Published in final edited form as: Nat Rev Microbiol. 2017 Jan 23;15(3):169–182. doi: 10.1038/nrmicro.2016.184

Figure 1. The updated classification scheme for class 2 CRISPR–Cas systems.

Figure 1

The class 1 systems are collapsed; all other systems shown are class 2 systems. New class 2 systems that were discovered using the computational pipeline in this study (see BOX 1) are indicated with blue circles for those that were described previously16 and with red circles for those that are presented here for the first time. For each class 2 system subtype, as well as for the five distinct variants of the provisional V-uncharacterized (V-U) subtype, the locus organization and the domain architecture of the effector and accessory proteins are schematically shown. RuvC-I, RuvC-II and RuvC-III are the three distinct motifs that contribute to the nuclease catalytic centre; numerals in the figure correspond to the respective RuvC motif. The portions of Cas9 proteins that roughly correspond to the recognition lobe and the protospacer-adjacent motif (PAM)-interacting domain are shown by maroon and pink shapes, respectively. The proposed new systematic gene names are shown in bold type in red boxes. Provisional gene names for effector protein candidates are shown below the respective shapes as follows: C2c1–10, class 2 candidate proteins 1–10; for subtype V-A, the previously introduced vernacular cpf1 is indicated. For subtype VI-A, cas1 and cas2 are shown with dashed contours to indicate that only some of these loci include the adaptation module.

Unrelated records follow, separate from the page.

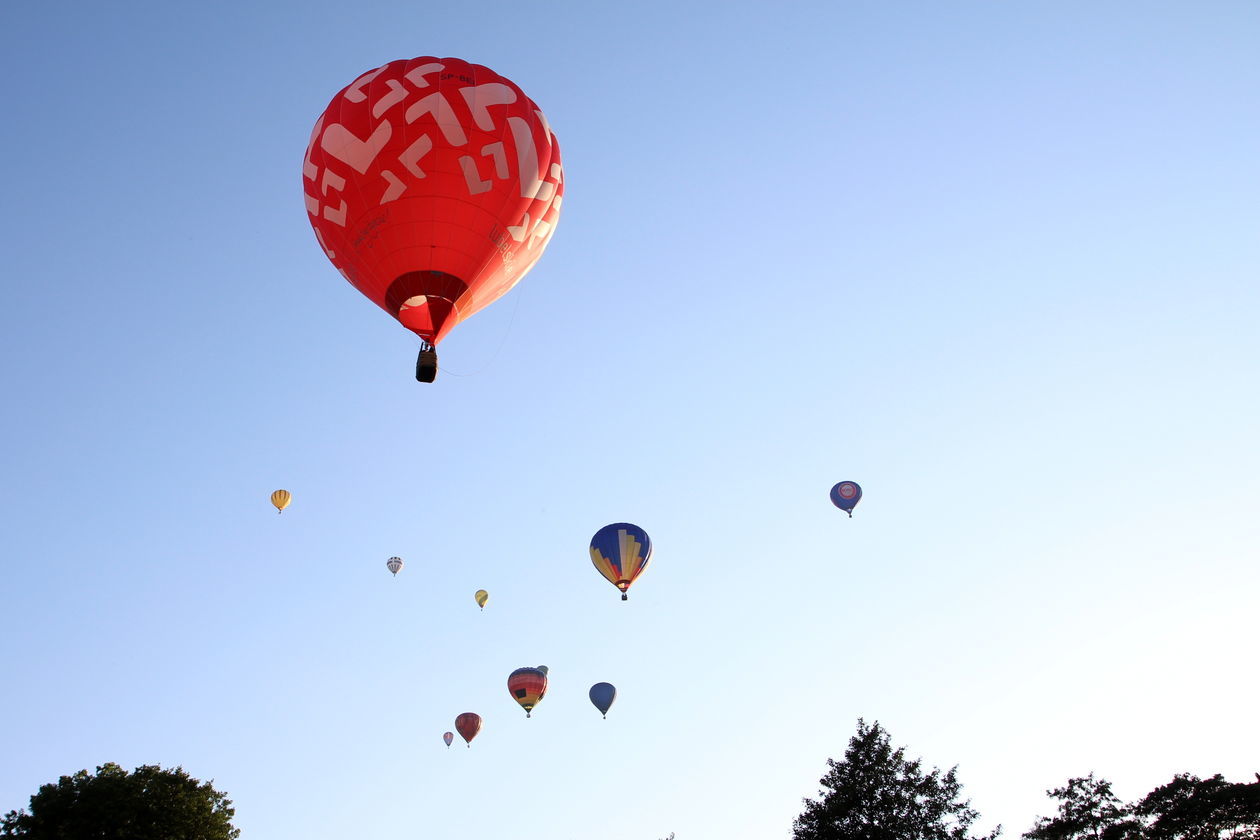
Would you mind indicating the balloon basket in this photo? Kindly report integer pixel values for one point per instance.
(426, 364)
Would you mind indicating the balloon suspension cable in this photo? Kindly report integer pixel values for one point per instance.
(426, 363)
(503, 340)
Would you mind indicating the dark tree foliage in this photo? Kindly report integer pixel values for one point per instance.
(1088, 810)
(149, 804)
(1201, 809)
(876, 794)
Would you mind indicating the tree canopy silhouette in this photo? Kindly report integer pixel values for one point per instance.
(876, 794)
(149, 804)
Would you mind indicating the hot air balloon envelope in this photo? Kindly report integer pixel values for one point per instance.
(468, 724)
(602, 694)
(434, 187)
(846, 495)
(527, 686)
(621, 552)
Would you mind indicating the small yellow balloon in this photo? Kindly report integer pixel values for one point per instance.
(281, 499)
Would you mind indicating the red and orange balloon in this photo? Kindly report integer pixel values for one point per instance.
(432, 185)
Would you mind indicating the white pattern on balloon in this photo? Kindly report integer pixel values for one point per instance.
(342, 144)
(442, 112)
(480, 98)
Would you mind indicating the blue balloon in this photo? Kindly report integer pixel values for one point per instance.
(602, 694)
(846, 495)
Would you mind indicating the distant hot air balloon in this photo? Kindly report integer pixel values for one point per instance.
(281, 499)
(846, 495)
(621, 552)
(527, 686)
(602, 694)
(468, 724)
(434, 185)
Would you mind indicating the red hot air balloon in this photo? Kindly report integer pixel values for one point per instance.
(468, 724)
(527, 686)
(432, 185)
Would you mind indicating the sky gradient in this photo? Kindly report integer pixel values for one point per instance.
(996, 262)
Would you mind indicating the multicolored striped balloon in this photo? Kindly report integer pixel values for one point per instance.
(281, 499)
(527, 686)
(621, 552)
(468, 724)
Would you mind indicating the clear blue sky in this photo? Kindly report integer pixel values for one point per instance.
(996, 261)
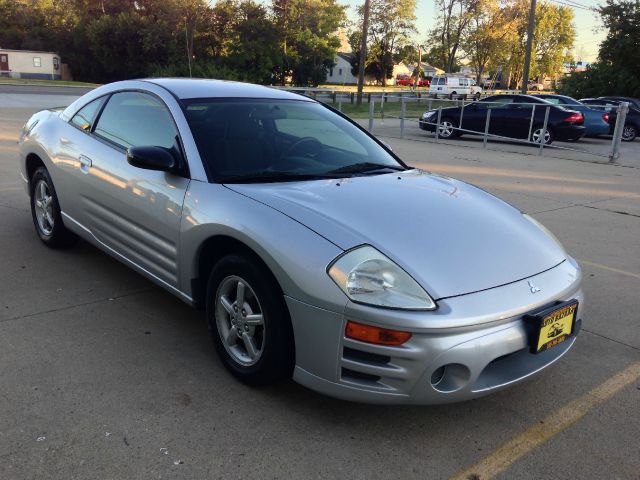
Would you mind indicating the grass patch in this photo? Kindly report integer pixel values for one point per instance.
(391, 109)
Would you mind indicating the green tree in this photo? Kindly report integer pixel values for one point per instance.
(309, 39)
(553, 39)
(618, 66)
(254, 50)
(454, 18)
(390, 24)
(486, 42)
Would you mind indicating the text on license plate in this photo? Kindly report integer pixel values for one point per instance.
(556, 327)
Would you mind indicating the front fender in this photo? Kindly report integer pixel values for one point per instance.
(297, 256)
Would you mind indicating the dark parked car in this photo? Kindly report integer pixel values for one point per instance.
(595, 122)
(635, 102)
(510, 117)
(631, 123)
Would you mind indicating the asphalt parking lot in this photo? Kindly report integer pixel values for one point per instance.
(104, 375)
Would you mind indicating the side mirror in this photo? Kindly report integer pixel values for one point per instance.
(151, 158)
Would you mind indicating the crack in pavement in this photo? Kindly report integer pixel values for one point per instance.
(69, 307)
(612, 211)
(610, 339)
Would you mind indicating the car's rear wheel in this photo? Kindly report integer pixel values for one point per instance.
(248, 320)
(542, 135)
(447, 129)
(46, 213)
(629, 133)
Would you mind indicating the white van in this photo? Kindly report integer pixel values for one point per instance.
(454, 85)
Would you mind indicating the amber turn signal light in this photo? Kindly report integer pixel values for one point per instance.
(377, 335)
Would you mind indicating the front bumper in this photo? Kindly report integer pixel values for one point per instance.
(480, 339)
(569, 132)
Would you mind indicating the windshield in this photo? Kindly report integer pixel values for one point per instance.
(256, 140)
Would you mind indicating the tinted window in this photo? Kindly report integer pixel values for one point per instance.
(499, 101)
(133, 119)
(253, 137)
(85, 116)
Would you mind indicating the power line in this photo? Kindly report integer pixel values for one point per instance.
(569, 3)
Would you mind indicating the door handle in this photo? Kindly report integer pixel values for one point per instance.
(85, 163)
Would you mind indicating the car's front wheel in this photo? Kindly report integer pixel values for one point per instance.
(542, 135)
(447, 129)
(629, 133)
(46, 213)
(249, 321)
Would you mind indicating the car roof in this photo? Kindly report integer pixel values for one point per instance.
(186, 88)
(512, 95)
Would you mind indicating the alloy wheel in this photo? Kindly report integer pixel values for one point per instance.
(446, 129)
(240, 321)
(43, 202)
(541, 135)
(628, 133)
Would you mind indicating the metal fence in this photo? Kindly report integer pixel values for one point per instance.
(385, 105)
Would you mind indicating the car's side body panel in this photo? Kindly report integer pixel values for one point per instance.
(291, 250)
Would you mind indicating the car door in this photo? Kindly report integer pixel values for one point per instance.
(498, 105)
(73, 143)
(517, 117)
(135, 212)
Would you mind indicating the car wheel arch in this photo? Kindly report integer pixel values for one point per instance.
(210, 251)
(32, 163)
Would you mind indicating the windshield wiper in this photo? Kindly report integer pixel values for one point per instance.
(274, 176)
(365, 167)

For the V-U5 variant, the inactivation of the RuvC-like nuclease domain is indicated by a cross. The specific strains of bacteria in which these systems were identified and locus tags for the respective protein-coding genes are also indicated. The abbreviation TM indicates a predicted transmembrane helix. The predicted type of target, namely DNA or RNA, is indicated for each subtype. A question mark next to the target indicates that the activity is only predicted and has not been demonstrated experimentally. The target is not indicated for the type V-U systems because their RNA-guided interference capacity is questionable, which is additionally emphasized by shading. tracrRNA, trans-acting CRISPR RNA.